Blockchain technology can reduce transaction costs: Ficci-PwC report
Blockchain technology could substantially reduce cost of transactions in different schemes run by the Centre, says a joint report by industry body Ficci and professional services firm PwC.
“By removing the need for third parties to manage transactions and keep records, blockchain technology can massively reduce transaction costs. Leveraging blockchain technology for social benefit schemes will support the government’s wider policy objectives of sustainability, thus reducing poverty and generating value for money in public expenditure,” PTI said, citing the Ficci-PwC report.
A blockchain is a continuously growing list of records, or blocks, which are linked and secured using cryptography. Each block typically contains a cryptographic hash of the previous block, a timestamp and transaction data. It is “an open, distributed ledger that can record transactions between two parties efficiently and in a verifiable and permanent way”.
As a distributed ledger, a blockchain is typically managed by a peer-to-peer network collectively adhering to a protocol for validating new blocks. Once recorded, the data in any given block cannot be altered retroactively without the alteration of all subsequent blocks, which requires collusion of the network majority.
The joint report showed that the new technology could be used in managing land records, smart cities and tackling air pollution, among others. The report also said that India loses 1.3% of its gross domestic product (GDP) because of unclear land titles.

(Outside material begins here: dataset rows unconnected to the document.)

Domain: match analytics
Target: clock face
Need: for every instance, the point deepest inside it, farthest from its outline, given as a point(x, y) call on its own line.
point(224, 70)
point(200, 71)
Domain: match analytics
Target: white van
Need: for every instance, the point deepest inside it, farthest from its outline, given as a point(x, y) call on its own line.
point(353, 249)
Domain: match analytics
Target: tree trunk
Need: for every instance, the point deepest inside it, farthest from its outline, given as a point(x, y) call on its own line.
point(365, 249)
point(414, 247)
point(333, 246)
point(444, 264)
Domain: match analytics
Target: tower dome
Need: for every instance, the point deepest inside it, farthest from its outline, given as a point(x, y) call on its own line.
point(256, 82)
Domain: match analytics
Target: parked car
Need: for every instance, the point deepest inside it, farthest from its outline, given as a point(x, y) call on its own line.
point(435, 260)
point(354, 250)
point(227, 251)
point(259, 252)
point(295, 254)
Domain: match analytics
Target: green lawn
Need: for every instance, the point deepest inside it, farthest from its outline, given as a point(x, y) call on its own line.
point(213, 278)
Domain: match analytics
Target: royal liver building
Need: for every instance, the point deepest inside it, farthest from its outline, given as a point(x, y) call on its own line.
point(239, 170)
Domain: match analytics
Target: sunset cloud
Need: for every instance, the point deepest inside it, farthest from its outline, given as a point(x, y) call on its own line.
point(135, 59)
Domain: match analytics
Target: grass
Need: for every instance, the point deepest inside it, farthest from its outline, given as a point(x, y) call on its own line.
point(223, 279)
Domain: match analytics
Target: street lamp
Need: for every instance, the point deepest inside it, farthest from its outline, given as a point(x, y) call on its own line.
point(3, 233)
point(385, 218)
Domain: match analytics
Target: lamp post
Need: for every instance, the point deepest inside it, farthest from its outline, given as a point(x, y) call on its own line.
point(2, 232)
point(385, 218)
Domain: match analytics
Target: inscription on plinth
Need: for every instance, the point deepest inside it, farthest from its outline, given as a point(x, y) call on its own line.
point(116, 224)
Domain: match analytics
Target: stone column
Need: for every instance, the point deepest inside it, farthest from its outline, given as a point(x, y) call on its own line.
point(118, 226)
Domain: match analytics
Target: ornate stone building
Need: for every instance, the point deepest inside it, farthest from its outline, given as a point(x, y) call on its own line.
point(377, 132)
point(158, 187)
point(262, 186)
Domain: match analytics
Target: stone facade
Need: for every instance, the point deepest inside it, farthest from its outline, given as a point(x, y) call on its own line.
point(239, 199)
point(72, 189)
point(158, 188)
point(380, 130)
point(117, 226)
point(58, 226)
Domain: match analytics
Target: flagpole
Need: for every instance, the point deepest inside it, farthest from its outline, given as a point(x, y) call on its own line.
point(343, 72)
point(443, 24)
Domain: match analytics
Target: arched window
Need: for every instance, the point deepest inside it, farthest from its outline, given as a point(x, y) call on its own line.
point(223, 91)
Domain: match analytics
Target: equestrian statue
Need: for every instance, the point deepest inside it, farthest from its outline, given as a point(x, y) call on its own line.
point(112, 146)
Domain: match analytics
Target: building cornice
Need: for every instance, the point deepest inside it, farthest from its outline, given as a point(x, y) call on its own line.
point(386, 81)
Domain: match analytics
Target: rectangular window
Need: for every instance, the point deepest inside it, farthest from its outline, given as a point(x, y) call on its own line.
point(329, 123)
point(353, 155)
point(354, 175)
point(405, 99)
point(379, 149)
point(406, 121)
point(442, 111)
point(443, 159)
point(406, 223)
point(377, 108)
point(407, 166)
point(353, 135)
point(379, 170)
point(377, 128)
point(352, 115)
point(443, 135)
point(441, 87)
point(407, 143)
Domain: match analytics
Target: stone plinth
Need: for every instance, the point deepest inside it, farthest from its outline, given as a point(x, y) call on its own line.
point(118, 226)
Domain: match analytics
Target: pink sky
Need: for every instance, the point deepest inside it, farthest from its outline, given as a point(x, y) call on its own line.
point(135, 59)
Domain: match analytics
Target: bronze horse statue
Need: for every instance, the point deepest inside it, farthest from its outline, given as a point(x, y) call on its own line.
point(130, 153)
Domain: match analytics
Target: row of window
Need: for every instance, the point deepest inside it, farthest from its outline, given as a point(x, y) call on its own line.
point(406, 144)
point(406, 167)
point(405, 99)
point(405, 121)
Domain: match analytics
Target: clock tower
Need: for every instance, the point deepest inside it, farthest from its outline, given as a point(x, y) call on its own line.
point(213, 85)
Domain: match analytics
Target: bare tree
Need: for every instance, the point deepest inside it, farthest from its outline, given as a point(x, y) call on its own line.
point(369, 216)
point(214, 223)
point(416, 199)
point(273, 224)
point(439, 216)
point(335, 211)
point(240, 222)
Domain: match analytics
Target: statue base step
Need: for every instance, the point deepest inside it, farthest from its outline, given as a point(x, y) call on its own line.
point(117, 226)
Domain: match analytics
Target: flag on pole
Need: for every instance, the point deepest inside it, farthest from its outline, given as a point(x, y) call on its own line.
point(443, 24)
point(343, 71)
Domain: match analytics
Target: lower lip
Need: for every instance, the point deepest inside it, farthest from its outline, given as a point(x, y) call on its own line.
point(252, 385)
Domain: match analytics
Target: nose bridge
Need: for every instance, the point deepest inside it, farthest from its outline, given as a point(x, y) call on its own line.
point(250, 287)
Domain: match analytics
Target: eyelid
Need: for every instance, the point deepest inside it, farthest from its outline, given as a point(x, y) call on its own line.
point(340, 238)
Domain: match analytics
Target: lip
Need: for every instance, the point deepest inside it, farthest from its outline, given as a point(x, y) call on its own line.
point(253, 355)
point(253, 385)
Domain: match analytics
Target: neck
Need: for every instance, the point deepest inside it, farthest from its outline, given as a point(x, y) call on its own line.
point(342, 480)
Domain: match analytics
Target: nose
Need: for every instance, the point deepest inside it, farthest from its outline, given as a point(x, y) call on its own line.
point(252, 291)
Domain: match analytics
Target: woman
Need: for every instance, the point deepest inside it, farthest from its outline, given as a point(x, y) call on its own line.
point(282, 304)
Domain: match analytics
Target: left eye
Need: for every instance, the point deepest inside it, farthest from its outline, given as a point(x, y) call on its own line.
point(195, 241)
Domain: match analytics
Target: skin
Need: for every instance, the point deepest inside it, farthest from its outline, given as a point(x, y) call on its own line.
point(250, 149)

“Putting land records on a blockchain would make them immutable and tamper-proof, thus securitising them and building a firm pillar of trust in the system. All land deeds and their associated records would be immutable and irrefutable, thus saving a lot of money on land-related litigation,” PTI cited the report.
The Ficci-PwC report said the new technology can also be used in agriculture and food supply to make it more transparent. “Blockchain solutions, if implemented, may lead to the elimination of intermediaries or middlemen, thereby leading to improved pricing, decreased transaction fees, thus eliminate issues of hoarding.”